TINs formed from initial georeferenced tiepoints have many small facets in texture-rich regions and many large facets in texture-poor regions, depending on the distribution of those tiepoints. In contrast, TINs formed from bucketed type points have an even size and distribution of facets. This allowed the facets of a TIN formed by bucketed tiepoints to be used as a stable unit of image transformation for proposed mosaicking. The time for TIN generation was proportional to the number of the final bucketed tiepoints and the TIN facets. Compared to the TIN generation time using initial georeferenced tiepoints, a significant reduction in the processing time was achieved with tiepoint bucketing. The mosaicked images based on the bucketed tiepoints were also free of seamline misalignment errors. In these mosaicked images, all omission errors that occurred in initial mosaicked images were removed. As the bucket size increased, the supplemented area on the outer mosaic became smaller, and the seamlines in each image became simpler. The problems such as mosaic holes, which were present in the initial mosaicked images of Dataset 2, were also eliminated. When looking at overall processing times among different bucket sizes, the bucket sizes of 10 and 15 m were suitable for our experimental setting. In conclusion, we achieved very fast image mosaicking without seamline misalignments and mosaic holes by the use of TIN of the bucketed tiepoints proposed in this paper. The experimental areas defined in this study have a simple terrain and few objects such as buildings. For these areas, our proposed method was able to generate a mosaicked image without the seamline misalignments, even not generating a dense DSM like the SfM technique.

5. Conclusions

In this study, we proposed a TIN-based novel image mosaicking approach that combines the terrain-based and image-based approaches. By applying a rigorous bundle adjustment, we obtained tiepoints with accurate ground coordinates. We applied a bucketing algorithm to generate evenly distributed tiepoints. We then constructed a TIN from the bucketed tiepoints. Finally, we determined mosaic seamlines using the TINs and stitched images along the TIN facets.
To improve the speed of image mosaicking, we utilized a self-generated TIN using tiepoints instead of DSMs. Further, we extracted bucketed tiepoints to optimize the quantity and distribution of TIN. As a result, we reduced the computation of image mosaicking and could confirm fast processing times of around 5 s per image. The traditional image-based approach assumes a planar surface for mosaicking. Our approach removed this assumption by forming TIN facets based on the ground coordinates of tiepoints. Using only the images, we achieved fast image mosaicking without misalignment problems along mosaic seamlines.
The major contribution of this paper includes that we proposed the usage of TIN of tiepoints as a replacement of dense DSM for image mosaicking. The experimental results showed that our method can be used for fast UAV image mosaicking. These contributions may be due to the characteristics of flat terrain in that it does not contain abrupt elevation changes. The application of our proposed method to other surface types, such as dense urban terrain, shall be left as our further research.

Author Contributions

Conceptualization, T.K.; Methodology, S.-J.Y. and T.K.; Software, S.-J.Y. and T.K.; Validation, S.-J.Y.; Formal analysis, T.K.; Writing—original draft, S.-J.Y.; Writing—review & editing, T.K.; Visualization, S.-J.Y. All authors have read and agreed to the published version of the manuscript.

Funding

This study was carried out with the support of “Cooperative Research Program for Agriculture Science and Technology Development (Project No. PJ0162332022)” Rural Development Admin-istration, Republic of Korea.

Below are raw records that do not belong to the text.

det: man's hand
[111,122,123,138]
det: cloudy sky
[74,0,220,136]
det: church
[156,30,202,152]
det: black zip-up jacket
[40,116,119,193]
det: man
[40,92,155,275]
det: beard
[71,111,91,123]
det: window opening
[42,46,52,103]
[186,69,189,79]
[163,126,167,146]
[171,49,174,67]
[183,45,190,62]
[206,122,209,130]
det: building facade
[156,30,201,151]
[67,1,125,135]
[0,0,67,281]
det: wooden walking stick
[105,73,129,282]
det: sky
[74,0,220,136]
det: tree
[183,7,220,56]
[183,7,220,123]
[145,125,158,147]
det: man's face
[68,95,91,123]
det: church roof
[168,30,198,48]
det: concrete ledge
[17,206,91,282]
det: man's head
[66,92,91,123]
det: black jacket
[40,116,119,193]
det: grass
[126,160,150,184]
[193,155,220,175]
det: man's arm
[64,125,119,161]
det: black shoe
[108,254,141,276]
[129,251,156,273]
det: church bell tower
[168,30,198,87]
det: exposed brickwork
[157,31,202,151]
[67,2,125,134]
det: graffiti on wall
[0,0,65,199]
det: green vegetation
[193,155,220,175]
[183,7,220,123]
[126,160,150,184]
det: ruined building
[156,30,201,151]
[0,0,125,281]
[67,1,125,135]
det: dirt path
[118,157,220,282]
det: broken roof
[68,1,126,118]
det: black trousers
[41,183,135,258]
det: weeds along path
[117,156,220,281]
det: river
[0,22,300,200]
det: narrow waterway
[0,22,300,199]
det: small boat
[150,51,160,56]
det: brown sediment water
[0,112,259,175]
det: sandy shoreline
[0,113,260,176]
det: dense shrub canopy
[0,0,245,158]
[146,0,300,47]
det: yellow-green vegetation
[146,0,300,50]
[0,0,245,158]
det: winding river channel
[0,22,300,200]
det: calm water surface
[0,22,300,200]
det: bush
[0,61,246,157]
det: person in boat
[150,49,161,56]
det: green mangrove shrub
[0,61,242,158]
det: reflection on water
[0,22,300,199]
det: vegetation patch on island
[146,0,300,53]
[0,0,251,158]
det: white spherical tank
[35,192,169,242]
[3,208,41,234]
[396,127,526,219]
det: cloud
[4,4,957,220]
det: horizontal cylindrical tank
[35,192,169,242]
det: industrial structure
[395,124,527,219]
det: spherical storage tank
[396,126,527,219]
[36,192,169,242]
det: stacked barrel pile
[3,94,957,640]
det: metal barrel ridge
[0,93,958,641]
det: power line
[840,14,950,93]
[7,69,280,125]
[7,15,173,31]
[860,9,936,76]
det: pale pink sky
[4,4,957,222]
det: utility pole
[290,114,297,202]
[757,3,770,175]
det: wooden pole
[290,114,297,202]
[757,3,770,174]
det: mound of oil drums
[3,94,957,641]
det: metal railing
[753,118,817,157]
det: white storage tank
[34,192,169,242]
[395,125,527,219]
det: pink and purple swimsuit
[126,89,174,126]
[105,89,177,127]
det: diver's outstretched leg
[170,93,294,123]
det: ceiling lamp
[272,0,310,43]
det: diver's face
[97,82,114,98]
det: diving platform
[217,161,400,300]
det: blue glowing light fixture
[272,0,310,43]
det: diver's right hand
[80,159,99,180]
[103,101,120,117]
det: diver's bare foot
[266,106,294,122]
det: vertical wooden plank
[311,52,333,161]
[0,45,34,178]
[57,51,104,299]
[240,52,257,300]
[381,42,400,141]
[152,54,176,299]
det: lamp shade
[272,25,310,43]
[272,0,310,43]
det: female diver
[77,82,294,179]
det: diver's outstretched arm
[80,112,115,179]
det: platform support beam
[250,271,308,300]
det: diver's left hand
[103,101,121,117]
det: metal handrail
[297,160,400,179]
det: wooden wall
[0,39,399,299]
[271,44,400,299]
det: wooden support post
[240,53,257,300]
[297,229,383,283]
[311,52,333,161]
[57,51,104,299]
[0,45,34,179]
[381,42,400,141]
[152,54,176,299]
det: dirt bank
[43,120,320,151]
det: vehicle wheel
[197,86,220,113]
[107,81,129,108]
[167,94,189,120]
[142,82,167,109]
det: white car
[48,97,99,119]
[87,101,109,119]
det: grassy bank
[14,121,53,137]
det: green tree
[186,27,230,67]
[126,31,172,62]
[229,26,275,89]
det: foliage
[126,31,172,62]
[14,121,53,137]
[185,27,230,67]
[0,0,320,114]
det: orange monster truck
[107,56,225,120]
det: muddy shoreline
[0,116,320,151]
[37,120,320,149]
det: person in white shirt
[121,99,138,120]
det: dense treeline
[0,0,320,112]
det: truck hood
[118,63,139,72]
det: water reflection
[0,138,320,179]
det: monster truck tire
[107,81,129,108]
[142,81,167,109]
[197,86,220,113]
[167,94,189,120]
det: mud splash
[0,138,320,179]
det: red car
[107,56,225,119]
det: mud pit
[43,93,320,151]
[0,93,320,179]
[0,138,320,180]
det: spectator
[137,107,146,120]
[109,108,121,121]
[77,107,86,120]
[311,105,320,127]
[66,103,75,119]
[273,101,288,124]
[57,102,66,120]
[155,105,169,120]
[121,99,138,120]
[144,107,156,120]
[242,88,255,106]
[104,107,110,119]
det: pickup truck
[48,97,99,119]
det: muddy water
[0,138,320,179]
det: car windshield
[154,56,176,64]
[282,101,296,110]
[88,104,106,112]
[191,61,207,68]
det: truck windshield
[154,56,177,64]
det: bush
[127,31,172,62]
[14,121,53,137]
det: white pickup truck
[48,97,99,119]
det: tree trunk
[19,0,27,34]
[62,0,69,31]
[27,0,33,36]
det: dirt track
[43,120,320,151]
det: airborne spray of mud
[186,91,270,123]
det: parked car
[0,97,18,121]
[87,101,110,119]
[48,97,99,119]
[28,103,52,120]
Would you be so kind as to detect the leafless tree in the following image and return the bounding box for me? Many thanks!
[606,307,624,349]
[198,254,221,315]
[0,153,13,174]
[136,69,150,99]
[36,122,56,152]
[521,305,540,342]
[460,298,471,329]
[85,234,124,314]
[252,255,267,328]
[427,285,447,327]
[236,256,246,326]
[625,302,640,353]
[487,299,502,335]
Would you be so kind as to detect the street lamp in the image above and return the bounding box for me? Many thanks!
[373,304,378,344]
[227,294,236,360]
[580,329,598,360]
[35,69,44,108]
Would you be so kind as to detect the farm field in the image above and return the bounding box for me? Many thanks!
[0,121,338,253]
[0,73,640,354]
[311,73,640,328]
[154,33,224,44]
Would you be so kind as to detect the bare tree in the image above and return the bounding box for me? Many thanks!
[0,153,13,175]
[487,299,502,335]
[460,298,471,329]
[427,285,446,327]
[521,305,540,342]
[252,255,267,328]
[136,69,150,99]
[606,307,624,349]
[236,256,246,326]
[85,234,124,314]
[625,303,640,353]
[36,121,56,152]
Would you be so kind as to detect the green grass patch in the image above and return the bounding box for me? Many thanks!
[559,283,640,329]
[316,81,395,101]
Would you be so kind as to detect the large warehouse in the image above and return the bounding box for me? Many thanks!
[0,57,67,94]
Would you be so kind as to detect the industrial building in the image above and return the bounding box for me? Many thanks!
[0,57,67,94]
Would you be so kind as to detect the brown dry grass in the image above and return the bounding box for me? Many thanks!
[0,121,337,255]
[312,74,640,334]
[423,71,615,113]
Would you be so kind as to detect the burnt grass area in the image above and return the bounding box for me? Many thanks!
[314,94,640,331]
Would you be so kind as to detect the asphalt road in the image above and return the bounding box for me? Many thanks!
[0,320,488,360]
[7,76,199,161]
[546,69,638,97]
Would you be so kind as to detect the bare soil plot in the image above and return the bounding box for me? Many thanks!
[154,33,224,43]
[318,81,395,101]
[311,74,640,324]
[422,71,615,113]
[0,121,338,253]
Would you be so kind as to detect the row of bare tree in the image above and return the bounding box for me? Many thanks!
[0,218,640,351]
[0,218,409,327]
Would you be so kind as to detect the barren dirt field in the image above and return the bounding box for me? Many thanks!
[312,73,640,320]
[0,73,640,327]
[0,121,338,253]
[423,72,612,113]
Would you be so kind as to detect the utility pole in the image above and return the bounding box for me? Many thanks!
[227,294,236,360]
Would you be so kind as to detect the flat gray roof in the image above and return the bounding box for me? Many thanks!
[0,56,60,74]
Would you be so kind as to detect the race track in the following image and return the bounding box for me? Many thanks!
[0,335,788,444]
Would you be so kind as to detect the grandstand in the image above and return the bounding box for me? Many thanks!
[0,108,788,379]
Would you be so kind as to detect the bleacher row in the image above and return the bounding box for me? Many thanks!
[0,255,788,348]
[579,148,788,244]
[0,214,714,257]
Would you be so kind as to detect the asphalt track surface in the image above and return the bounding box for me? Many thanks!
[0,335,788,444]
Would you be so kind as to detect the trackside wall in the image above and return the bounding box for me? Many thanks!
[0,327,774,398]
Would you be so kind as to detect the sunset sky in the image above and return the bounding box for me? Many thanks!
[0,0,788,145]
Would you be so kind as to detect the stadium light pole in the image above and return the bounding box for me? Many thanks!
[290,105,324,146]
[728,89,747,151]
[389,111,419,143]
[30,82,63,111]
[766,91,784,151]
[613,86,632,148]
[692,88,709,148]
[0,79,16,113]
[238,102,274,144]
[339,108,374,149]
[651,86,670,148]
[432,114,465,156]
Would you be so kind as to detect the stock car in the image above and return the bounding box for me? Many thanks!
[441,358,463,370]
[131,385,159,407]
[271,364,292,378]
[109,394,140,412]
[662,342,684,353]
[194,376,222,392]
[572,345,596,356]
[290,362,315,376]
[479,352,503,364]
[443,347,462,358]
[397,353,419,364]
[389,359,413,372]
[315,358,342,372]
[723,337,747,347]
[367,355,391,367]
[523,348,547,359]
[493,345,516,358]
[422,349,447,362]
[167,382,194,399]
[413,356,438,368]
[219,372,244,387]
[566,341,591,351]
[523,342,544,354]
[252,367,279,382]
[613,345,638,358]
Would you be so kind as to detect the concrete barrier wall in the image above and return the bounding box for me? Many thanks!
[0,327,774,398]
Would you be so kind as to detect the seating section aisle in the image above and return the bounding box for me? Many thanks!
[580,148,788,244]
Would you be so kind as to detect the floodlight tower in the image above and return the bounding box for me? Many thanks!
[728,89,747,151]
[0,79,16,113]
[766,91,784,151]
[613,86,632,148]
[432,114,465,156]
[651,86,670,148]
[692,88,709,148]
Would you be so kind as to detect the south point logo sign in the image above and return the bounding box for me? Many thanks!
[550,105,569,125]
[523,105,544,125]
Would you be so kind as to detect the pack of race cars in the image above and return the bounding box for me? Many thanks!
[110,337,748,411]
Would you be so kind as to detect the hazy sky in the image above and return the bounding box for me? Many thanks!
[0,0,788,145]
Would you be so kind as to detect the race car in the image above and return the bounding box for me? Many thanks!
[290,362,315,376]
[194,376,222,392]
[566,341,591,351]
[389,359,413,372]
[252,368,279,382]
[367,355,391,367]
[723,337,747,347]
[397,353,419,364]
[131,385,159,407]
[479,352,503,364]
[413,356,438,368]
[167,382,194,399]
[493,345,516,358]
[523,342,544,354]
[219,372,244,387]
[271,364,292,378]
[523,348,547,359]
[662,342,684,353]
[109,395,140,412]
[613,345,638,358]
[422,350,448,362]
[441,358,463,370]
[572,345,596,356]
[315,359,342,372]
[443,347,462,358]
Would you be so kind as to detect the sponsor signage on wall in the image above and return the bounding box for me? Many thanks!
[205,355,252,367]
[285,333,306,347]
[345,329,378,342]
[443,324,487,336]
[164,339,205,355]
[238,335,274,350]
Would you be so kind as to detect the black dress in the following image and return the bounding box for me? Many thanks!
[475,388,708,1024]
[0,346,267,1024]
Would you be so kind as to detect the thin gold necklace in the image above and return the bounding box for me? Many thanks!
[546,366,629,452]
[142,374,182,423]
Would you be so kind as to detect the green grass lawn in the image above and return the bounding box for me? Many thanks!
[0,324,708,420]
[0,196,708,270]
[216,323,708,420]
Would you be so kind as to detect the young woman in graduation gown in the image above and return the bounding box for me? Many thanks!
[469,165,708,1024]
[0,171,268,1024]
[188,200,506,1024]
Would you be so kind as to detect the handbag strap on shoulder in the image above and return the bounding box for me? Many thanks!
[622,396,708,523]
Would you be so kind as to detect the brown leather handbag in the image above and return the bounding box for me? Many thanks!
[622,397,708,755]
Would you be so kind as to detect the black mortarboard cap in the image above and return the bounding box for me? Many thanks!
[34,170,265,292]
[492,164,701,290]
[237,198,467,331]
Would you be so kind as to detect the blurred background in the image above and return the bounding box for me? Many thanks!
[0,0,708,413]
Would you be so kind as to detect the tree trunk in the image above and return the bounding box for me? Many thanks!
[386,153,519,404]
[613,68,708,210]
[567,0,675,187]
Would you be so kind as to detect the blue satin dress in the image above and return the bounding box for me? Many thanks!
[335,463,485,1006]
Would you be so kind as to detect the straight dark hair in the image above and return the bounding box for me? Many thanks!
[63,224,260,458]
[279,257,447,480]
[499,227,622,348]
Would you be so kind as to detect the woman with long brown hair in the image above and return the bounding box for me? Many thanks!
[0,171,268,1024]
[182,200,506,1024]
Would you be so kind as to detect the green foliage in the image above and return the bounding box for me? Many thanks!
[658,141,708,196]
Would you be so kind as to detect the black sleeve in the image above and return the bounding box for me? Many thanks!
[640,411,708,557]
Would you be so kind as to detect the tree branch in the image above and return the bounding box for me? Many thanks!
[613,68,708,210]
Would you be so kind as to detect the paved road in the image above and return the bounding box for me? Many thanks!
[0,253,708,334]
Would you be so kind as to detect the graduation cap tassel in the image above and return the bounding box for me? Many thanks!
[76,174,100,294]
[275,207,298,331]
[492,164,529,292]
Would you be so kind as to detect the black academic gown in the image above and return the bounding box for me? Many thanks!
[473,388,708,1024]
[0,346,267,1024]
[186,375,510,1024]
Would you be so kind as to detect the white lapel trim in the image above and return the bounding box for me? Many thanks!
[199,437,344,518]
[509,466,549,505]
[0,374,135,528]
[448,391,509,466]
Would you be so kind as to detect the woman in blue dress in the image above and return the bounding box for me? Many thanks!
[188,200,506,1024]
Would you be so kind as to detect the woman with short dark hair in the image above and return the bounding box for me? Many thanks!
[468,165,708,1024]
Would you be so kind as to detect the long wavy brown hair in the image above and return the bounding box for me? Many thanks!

Data Availability Statement

Data are contained within the article.

Acknowledgments

The authors thank the reviewers for their comments on the manuscript.

Conflicts of Interest

The authors declare no conflict of interest.

Appendix A. Results by the 5 m Buckets and 15 m Buckets for All Datasets

Figure A1. Bucketed tiepoints by 5 and 15 m on satellite basemap for Dataset 1. The green points indicate the location of the georeferenced tiepoint, and the red boxes show the zoomed-in area.
Figure A1. Bucketed tiepoints by 5 and 15 m on satellite basemap for Dataset 1. The green points indicate the location of the georeferenced tiepoint, and the red boxes show the zoomed-in area.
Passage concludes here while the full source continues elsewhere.